Intenta incorporarse sin desmayarse. En la estantería que hay frente a él hay
muchas figuras; tal vez solo sea una, pero él en ese momento ve muchas. Se
vuelve a tumbar. Grecia entra en la habitación y le pone otra bolsa de hielo en
la cabeza. –Has sido muy valiente, le dice entre susurros. Le besa en la frente
y se vuelve a marchar. Val se vuelve a despertar más recompuesto y consigue
levantarse sin tener que agarrarse a nada. Ahora descubre que si eran muchas
figuras, pero quizás menos de las que había visto unas horas antes. Da un paseo
por la casa, y descubre al amante, Joe, en una cama con Grecia. Duermen plácidamente.
Val se marcha. No ha estado mal la despedida de la librería, piensa Val.
Amanece en la ciudad. Hace frío y Val agradece tener la chaqueta.
La lluvia ha cesado y la calle
huele a tierra mojada. Val camina sin mucha prisa por llegar a ninguna parte.

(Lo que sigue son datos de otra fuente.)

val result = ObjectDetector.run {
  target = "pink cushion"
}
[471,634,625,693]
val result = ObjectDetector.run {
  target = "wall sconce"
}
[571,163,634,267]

Inconscientemente va hacia su librería. Llega y se queda durante unos segundos
frente a la puerta de cristal. Ya es una buena hora. Pronto llegará el futuro
dueño del local para que se firme el traspaso. Entra y se queda esperando. El
cansancio hace que le pesen los párpados, pero sonríe. Una noche había escapado
de la rutina que invadía su vida. Tal vez fuese el comienzo de algo nuevo. Una
vieja sensación se apodera de su estómago; la emoción. Ya no se era tan viejo
como antes con casi cincuenta años, aún había tiempo de empezar de nuevo, en
otro sitio, en otro ambiente. Val firma aquellos papeles con cierta melancolía,
pero bromea y abraza a aquel hombre. Le dice que tal vez se vaya a otra ciudad,
a otro ambiente. Él hombre parece algo incómodo, pero hace un torpe esfuerzo
por consolar a Val. Son las últimas lágrimas que se derraman en aquel local.
Val coge su chaqueta cambia el
cartel de abierto, y se despide por dentro de una parte de su vida, quizá la
más importante. Buscaría a aquella chica de aquella editorial, la invitaría a
un café, ¿por qué no?
Grecia busca a Val por la casa,
sale a la calle, va a su librería, pero el cartel ha cambiado. Ahora pone
cerrado, y parece que será así durante mucho tiempo. Grecia suspira. Aquel
hombre era especial; lo buscaría y lo invitaría a un café, ¿por qué no?